Usability - Productivity - Business - The web - Singapore & Twins

What's your Data Definition Language?

After recent insights in data structures I was wondering what's the right format to describe data models. Its a thought almost alien to Notes developers since we " just add what we need". Nevertheless having a data model eases maintenance and documentation (which brings up the question what comes first: the application or the data model). Clarity about data models also fosters the contract first way of developing applications where agreements about interfaces and data structures are made up-front before implementation. There are a number of contestants available to choose from (with no claim to completeness):
  • SQL Data Definition Language. Basically that's all the CREATE TABLE statements you use to create your RDBMS tables and views. Advantage of SQL DDL is its closeness to RDBMS, which makes implementing the described data easy, the ability to create the definition in a simple text editor but also rich visual tools (like ERwin which was one of the first of its kind) and the capablity of other DDL (like UML) to read/write SQL DDL. The biggest drawback in a world where SQL no longer rules alone is its closeness to RDBMS and its lack of support for transmittable data (think web service, sync or two folded MVC pattern). Today I would say SQL DDL is hardly the source of your data model anymore, but an output from one of the other DDLs (most likely UML)
  • UML and its XML representation. The Unified Modeling Language is designed to do much more than describing data. Besides data one can model other structures (like components, deployments or packages), behaviours and interactions. There is a huge offering of UML tools available on the market: Rational System Architect, Visual Paradigm, DIA (or Visio ), Violet, UMlet, Altova UModel (Windows only) and many more. UML can output almost any other format including export to XML Schema. There is also a lot of literature available about this topic.
    While UML certainly covers all aspects of modelling it doesn't come without drawbacks. Working with UML does require a dedicated tool or plug-in, so it is hard to quickly getting stuff done (graphics can get in the way of execution speed). UML offers 2 ways to model data: Entity Relationship Diagrams and Object Diagrams. None of them really fit the document working style we find in web services or web 2.0 applications, so some of the XML Schema generated look a bit "hammered into shape". Furthermore I haven't seen a lot of tooling that would verify data to conformance with an UML model at runtime.
  • Eclipse EMF models. EMF has been designed mainly as a modelling framework to generate code (and thus other data definitions) out of its models. EMF data itself is stored as XML and there is an impressive list of documentation available online and in print. Nathan is a big EMF fan.

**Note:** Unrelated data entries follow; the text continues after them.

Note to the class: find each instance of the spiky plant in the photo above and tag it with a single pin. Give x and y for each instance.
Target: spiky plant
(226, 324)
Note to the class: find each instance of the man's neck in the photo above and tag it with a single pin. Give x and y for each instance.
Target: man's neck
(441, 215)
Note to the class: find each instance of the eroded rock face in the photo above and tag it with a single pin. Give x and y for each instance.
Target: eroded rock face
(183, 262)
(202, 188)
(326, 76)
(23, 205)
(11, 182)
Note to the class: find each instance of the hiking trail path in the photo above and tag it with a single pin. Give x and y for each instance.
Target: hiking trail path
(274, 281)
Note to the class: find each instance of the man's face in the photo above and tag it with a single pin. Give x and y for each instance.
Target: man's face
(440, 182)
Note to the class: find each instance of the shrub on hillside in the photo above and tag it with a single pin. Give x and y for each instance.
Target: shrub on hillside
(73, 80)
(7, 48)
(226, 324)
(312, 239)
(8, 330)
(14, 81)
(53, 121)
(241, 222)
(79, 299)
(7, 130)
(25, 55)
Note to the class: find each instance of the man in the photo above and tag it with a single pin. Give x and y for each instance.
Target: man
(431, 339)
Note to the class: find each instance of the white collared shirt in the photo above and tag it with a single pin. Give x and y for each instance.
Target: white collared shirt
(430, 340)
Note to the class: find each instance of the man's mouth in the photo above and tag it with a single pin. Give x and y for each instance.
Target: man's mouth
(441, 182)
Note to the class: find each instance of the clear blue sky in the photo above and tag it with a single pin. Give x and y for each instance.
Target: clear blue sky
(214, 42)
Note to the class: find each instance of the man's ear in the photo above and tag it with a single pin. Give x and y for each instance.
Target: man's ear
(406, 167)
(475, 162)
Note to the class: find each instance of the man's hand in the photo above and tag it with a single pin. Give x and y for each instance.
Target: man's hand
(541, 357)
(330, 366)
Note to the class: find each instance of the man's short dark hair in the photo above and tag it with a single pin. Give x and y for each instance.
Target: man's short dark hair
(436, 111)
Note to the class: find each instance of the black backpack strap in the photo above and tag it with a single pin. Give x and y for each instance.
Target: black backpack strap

One would most likely work in Eclipse to work with EMF, I haven't explored the suitability for text editing. There also are a lot of transformations available from and to EMF, which are pending my attention.
  • XML Schema (including RELAX.NG and DTD). When you are comfortable reading and writing XML, using XML Schema comes natural. While you perfectly well can write it in a plain text editor, you most likely will use at least an XML aware editor like oXygen XML, Stylus Studio, XMLSpy (which all run inside Eclipse and are Schema aware), Eclipse's base XML Editor or any other of the countless offerings. If you deal with SOA you will realise, that WSDL, the contract language of SOA, uses XML Schema in its bowels. XML Schema also can be used to validate documents on the fly without the need to first generate code out of it. I like the capability to define my own data types and to mix and match existing Schemas to fit my specific needs. Custom data types would be classes/objects in UML and are (to my knowledge) absent in SQL DDL. Since XML Schemas live at a (usually public) URL and there are a lot of <="">existing Schemas available already (diverse topics like music or eBusiness (UBL) etc) duplication of efforts can be reduced. XML Schema can be transformed to SQL (I would of course rather suggest to use PureXML, but that's a story for another day)
  • I didn't find any tool to model/verify JSON data. Since JSON is by definition schema free. However I expect, that some generic JSON schema will appear over time, the declaration driven validation is too valuable.
Looking at Notes and Domino, the XML nature of XPages, ATOM and RDF, Activity Streams and the IBM Social Business Toolkit I made XML Schema my first choice, however I'm ready to be convinced otherwise.
What is your Data Definition Language?

Posted by on 06 March 2011 | Comments (2) | categories: Show-N-Tell Thursday Software XPages


  1. posted by vector on Sunday 06 March 2011 AD:
    thanks for posting this article Emoticon smile.gif
  2. posted by Dan Sickles on Monday 07 March 2011 AD:
    Great post Stephan.

    JSON Schema been brewing for a while:

    { Link }

    For Notes, forms have been used as schema to varying degrees as plain ol' Notes forms or DXL.

    With the use of ORMs, classes can be the DDL. Many modern web frameworks do this (Rails, Grails, Django, Lift...)

    I'm currently working with iOS Core Data, a UMLish object graph model over sqllite or binary. XCode has a graphical editor to build the model.

    As Tim Tripcony mentioned in passing in his hacking DDE sesion at LS, pointing EMF at the DXL schema is *really worth exploring*. Read that again. Once more.